A neighborhood under pressure

Clarendon Street is one of the South End's most recognizable blocks — lined with brownstones, boutiques, and restaurants, in a neighborhood where a one-bedroom apartment rents for north of $3,000 a month. Residents pay a premium to live there.
Brownstones in Boston's South End neighborhood
The South End — one of Boston's most expensive neighborhoods, and increasingly a flashpoint for street-level crime and disorder. Photo: Chris Rycroft / Wikimedia Commons / CC BY 2.0.
What they're getting in return is a rising tide of street-level crime and disorder that City Hall has shown little interest in confronting.
The South End sits in the direct path of the dysfunction radiating from the Mass and Cass corridor, where the city's hands-off approach to open-air drug use and encampments has pushed addicts, dealers, and petty criminals into surrounding neighborhoods for years. Residents have complained repeatedly about aggressive panhandling, property crime, car break-ins, and people using drugs openly on residential streets.

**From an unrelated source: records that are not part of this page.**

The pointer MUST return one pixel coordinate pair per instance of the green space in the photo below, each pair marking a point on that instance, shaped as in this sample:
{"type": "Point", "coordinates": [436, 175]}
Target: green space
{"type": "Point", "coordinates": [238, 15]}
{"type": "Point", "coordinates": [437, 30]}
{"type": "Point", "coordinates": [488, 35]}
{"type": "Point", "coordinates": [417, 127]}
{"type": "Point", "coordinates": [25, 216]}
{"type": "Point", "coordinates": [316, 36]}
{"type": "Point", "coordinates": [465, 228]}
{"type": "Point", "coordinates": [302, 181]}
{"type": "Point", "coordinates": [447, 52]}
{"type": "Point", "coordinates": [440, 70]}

The city's response has been to cycle through task forces, outreach programs, and press conferences — none of which have made the streets safer for small business owners like the people who run Madeleine's.
A candy shop on Clarendon Street getting robbed at knifepoint at 7:30 on a Tuesday is not a random event. It's what happens when a city signals that low-level crime won't be met with consequences — and the people who live and work in these neighborhoods are left to absorb the result.